Real-time PCR analysis

Total RNA was isolated from the different MEF cell lines after 24 h of transfection. cDNA synthesis was performed using the AffinityScript QPCR cDNA Synthesis Kit (Stratagene, Agilent Technologies, Paris, France) with 1 μg of total RNA and random primers. The resulting complementary-DNA product was expanded using the Absolute Blue QPCR SYBR Green ROX Mix (Thermo Scientific, Illkirch, France) with specific primers for murine OPA1 (forward: 5′-ACCACAGGAAGCTCAAGAAATC-3′, reverse: 5′-TCTGATCTCCAACCACAACAAC-3′). Sample input was normalized through quantification of the transcript levels of the housekeeping genes Gapdh (forward: 5′- GGCTCATGACCACAGTCC-3′, reverse: 5′-GCAGGGATGATGTTCTGG-3′) and Rps18 (forward: 5′-GGAAGTACAGCCAGGTTCTG-3′, reverse: 5′-GTGGTCTTGGTGTGCTGAC-3′). Detection was performed with the ABI PRISM 7900HT Sequence Detection System (Applied Biosystems, Saint Aubin, France). Threshold cycle (Ct) values were obtained for each gene using the instrument software and auto-Ct function. The relative levels of gene expression were determined using the delta–delta Ct method.

Immunoblotting

Total lysates were extracted using 1% NP40 (150 mM NaCl, 50 mM Tris HCl pH 7.4, 10 mM EDTA) supplemented by a cocktail of antiproteases and antiphosphatases. A total of 20 μg of proteins from each point were resolved by SDS-NuPAGE (4–12% Bis-Tris gels, Novex, Les Ulis, France) and transferred to nitrocellulose membranes (Amersham Biosciences, Les Ulis, France). Nonspecific sites were blocked by incubation with 5% milk for 1 h at room temperature, and the membranes were then incubated with mouse monoclonal anti-OPA1 (BD Biosciences Pharmingen, Le Pont de Claix, France; clone 18), anti-Parkin (Millipore, Le Pont de Claix, France), and rabbit anti-Bax (N-20, from Santa-Cruz, Le Pont de Claix, France). Antibodies specific for IKKα, IKKβ, and NEMO were purchased from Cell Signaling (St Quentin Fallavier, France). Equal protein loading was assessed by probing the membranes with anti-actin (Millipore) and anti-HSP60 monoclonal antibodies (Stressgen, St Quentin Fallavier, France). Membranes were treated with horseradish peroxidase-linked goat anti-mouse or anti-rabbit secondary antibodies (Amersham Biosciences). Immunoreactive proteins were detected and quantified by enhanced chemiluminescence (Amersham Biosciences) using a CCD camera (GBOX, SYNGENE, Ozyme, France).

Fluorescence microscopy

MEF cells were grown on coverslips and fixed with 4% paraformaldehyde (Sigma-Aldrich, St Quentin Fallavier, France).

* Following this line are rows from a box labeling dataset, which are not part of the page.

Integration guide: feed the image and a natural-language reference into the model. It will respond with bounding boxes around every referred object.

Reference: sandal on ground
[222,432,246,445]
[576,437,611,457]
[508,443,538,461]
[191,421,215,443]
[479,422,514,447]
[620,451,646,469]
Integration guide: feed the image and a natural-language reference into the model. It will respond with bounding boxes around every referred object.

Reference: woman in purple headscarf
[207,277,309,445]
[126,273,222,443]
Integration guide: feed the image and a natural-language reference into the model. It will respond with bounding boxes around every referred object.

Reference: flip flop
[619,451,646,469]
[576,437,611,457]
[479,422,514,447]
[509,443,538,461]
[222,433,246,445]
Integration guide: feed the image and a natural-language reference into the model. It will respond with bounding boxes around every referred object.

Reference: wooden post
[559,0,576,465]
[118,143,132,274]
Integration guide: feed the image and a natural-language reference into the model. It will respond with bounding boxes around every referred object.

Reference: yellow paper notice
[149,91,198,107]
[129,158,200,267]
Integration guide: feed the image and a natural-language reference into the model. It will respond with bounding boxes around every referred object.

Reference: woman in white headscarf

Cells were incubated for 1 h in blocking buffer (2% bovine serum albumin in phosphate-buffered saline) and then overnight with a mouse monoclonal anti-cytochrome c (BD Biosciences, St Quentin Fallavier, France; clone 6H2.B4), or goat anti-HSP60 (Santa Cruz) antibody. Cells were washed and incubated for 2 h with Alexa Fluor secondary anti-mouse, anti-rabbit, or anti-goat antibodies (Molecular Probes). Images were acquired with a Zeiss LSM 510 confocal microscope equipped with an oil-immersion fluorescence objective (Carl Zeiss, Inc., Périgny, France). Cells were also stained with 100 nM Mitotracker green (Invitrogen) for 30 min. Cells were imaged by epifluorescence using a Zeiss Axiovert 200 M inverted microscope. Images were then analyzed using the imageJ software (NIH, Bethesda, MD, USA). Deconvolution was performed by subtracting a Gaussian blur (σ: 12) to the original image. Deconvolved images were then processed with a certain threshold to obtain a binary image of the mitochondrial network. The binary image was then analyzed using the Analyze Particle function of ImageJ to determine the number and the size of mitochondria in individual cells.